The Power and Perils of Security Analytics
BY Pratyusa K. Manadhata, Hewlett Packard Laboratories
Security analytics is the process of collecting, storing, analyzing, and visualizing security relevant datasets to extract actionable security information. One example is detecting malware infected devices in an enterprise (security information) from event logs collected in the enterprise (security data). This is a nascent area that holds promise for improving enterprise security, especially in timely breach detection, and is a marked departure from traditional approaches to securing enterprises.
Enterprises currently use many products such as anti-malware software and intrusion detection systems to detect breaches. These products, however, generate many false alarms and are not reliable. The promise of security analytics is to detect true attacks: collect alarms generated by security products in a network, augment the data with events from infrastructure elements in the network such as domain name systems (DNS) servers and events related to user activities, and then analyze the data to detect attacks in a reliable, scalable, and timely manner.
These datasets provide a holistic view of an enterprise and are a treasure trove of security information.
For example, DNS servers log DNS requests; firewalls log suspicious network traffic; anti-malware products detect malware infections and raise alarms; and HTTP proxy servers log websites accessed by devices. If devices in an enterprise network are infected with malware, then malware may contact their command and control (C&C) servers over DNS and may use compromised user credentials to communicate with and infect other devices in the enterprise. Hence DNS logs and Active Directory logs will contain information about malware activities.

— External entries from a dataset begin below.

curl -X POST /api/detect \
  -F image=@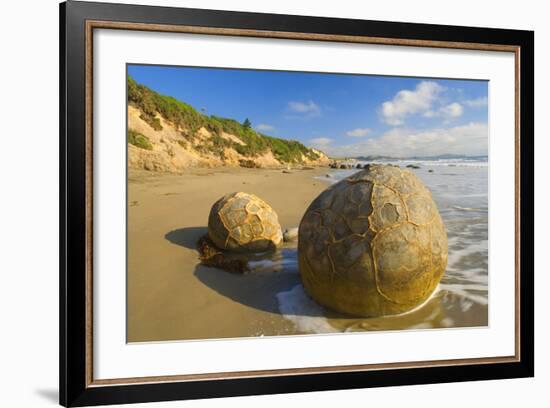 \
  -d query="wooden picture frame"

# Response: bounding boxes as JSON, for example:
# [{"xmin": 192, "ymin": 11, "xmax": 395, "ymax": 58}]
[{"xmin": 60, "ymin": 1, "xmax": 534, "ymax": 406}]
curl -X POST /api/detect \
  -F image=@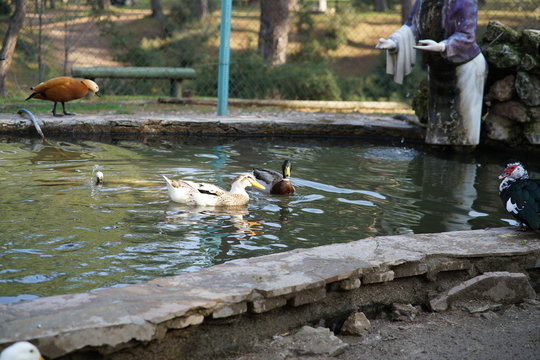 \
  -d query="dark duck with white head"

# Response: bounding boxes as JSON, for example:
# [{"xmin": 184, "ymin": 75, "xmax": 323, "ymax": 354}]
[
  {"xmin": 499, "ymin": 161, "xmax": 540, "ymax": 231},
  {"xmin": 253, "ymin": 160, "xmax": 295, "ymax": 195}
]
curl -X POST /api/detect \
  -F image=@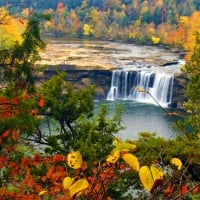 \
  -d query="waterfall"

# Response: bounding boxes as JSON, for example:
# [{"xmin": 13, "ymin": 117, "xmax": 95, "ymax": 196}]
[{"xmin": 107, "ymin": 70, "xmax": 174, "ymax": 107}]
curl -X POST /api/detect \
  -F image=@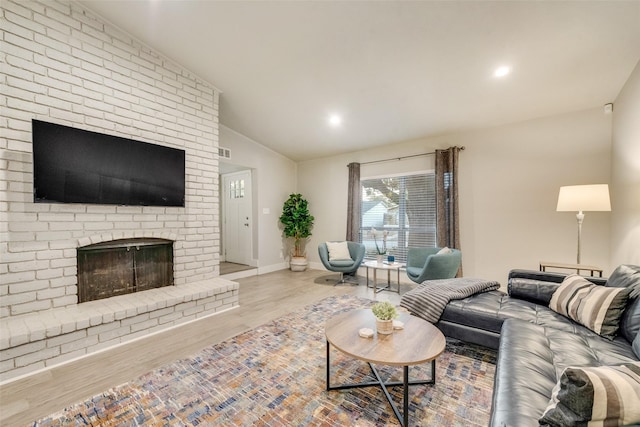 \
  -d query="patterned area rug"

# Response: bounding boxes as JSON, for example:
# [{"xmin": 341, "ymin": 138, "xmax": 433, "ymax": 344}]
[{"xmin": 30, "ymin": 296, "xmax": 496, "ymax": 426}]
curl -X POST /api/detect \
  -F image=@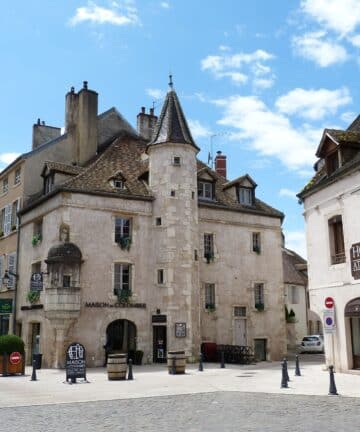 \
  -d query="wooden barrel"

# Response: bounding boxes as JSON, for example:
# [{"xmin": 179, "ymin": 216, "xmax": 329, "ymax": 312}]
[
  {"xmin": 167, "ymin": 351, "xmax": 186, "ymax": 374},
  {"xmin": 107, "ymin": 354, "xmax": 127, "ymax": 380}
]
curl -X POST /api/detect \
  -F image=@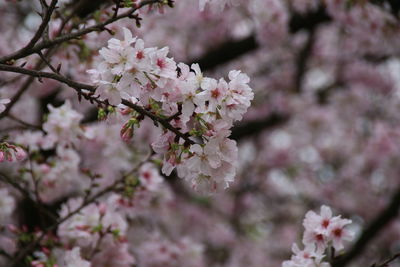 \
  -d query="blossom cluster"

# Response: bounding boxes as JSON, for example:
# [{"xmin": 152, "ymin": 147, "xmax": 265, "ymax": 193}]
[
  {"xmin": 88, "ymin": 28, "xmax": 254, "ymax": 194},
  {"xmin": 282, "ymin": 206, "xmax": 354, "ymax": 267},
  {"xmin": 0, "ymin": 142, "xmax": 26, "ymax": 162}
]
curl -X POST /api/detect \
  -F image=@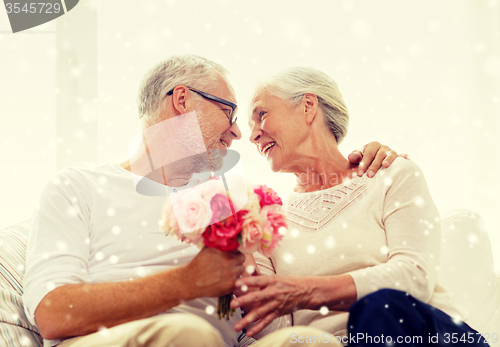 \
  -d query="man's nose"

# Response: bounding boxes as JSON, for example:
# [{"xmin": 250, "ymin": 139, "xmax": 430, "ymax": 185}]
[
  {"xmin": 229, "ymin": 122, "xmax": 241, "ymax": 140},
  {"xmin": 250, "ymin": 127, "xmax": 262, "ymax": 144}
]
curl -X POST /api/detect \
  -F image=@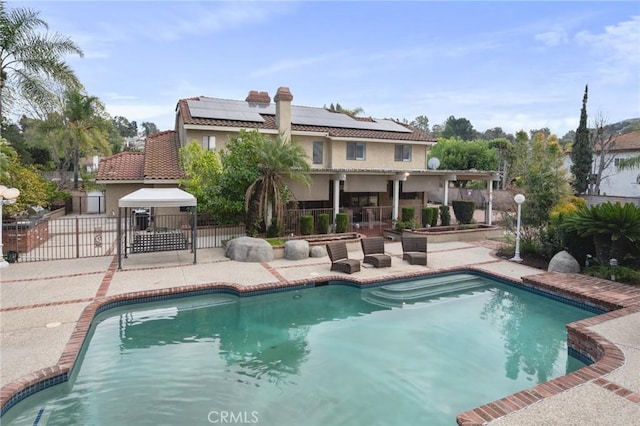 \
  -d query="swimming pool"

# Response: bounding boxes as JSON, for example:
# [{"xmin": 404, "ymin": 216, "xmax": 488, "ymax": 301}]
[{"xmin": 2, "ymin": 274, "xmax": 594, "ymax": 425}]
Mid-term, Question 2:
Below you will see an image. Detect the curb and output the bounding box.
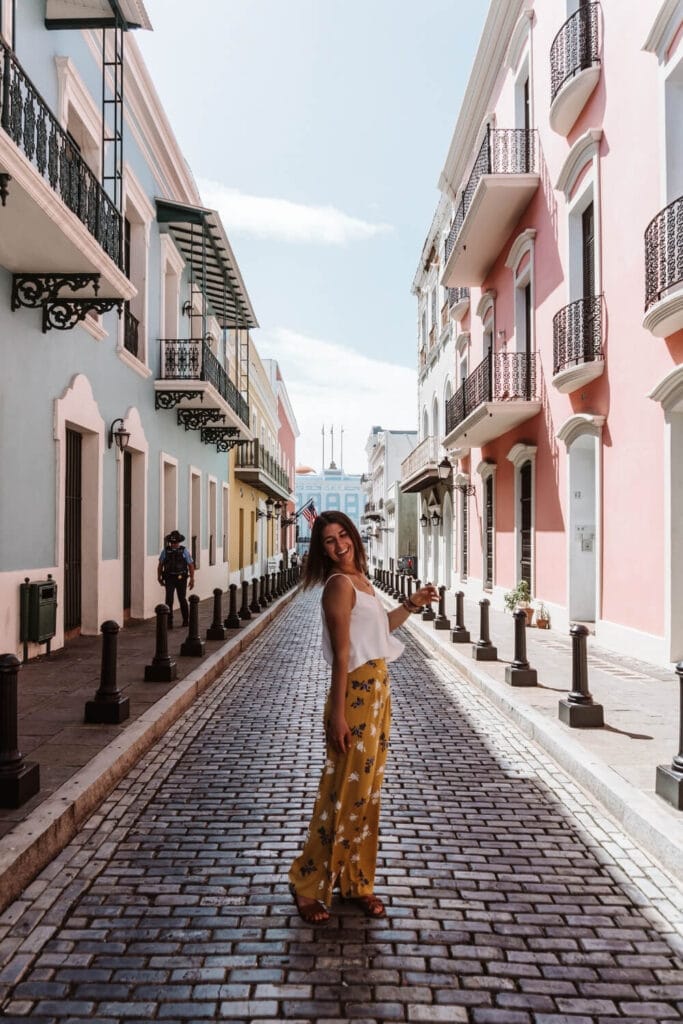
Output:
[0,586,299,912]
[380,593,683,882]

Developing scalable and accurate techniques for detecting attacks from security data, however, remains a challenge for multiple reasons. Big data ecosystems such as Hadoop, Map-Reduce, Spark, and Storm have made the task of data collection, ingestion, storage, and querying easier. But one has to design algorithms and queries to identify patterns of interest from large datasets, essentially to automate a process that is currently manual and heuristics driven.
The algorithms have to continuously evolve to adapt to changes in adversary behavior, user behavior, and network structure. Since benign events outnumber malicious events by orders of magnitude, the algorithms must have extremely low false alarm rates to be usable in practice. Finally, the algorithms should be able to identify ‘intent’ from events as the same event patterns may be generated by both malicious attacker actions and benign user actions.
A much bigger concern with security analytics is its potential impact on privacy. For example, HTTP logs and DNS logs reveal users’ web browsing behavior; unwanted disclosure of the information will violate users’ privacy.
Hence security analytics systems must aim to preserve privacy during the entire process, starting from data collection to data analysis and reporting. Our observation is that privacy sensitive data, e.g., web searches and visits to health related websites, is usually benign data. Hence analytics systems can afford to not collect privacy sensitive data without significantly affecting detection results. In fact, they may produce better results by focusing on a smaller but relevant subset of data. Though counter-intuitive, we may be able to have both privacy and security at the same time.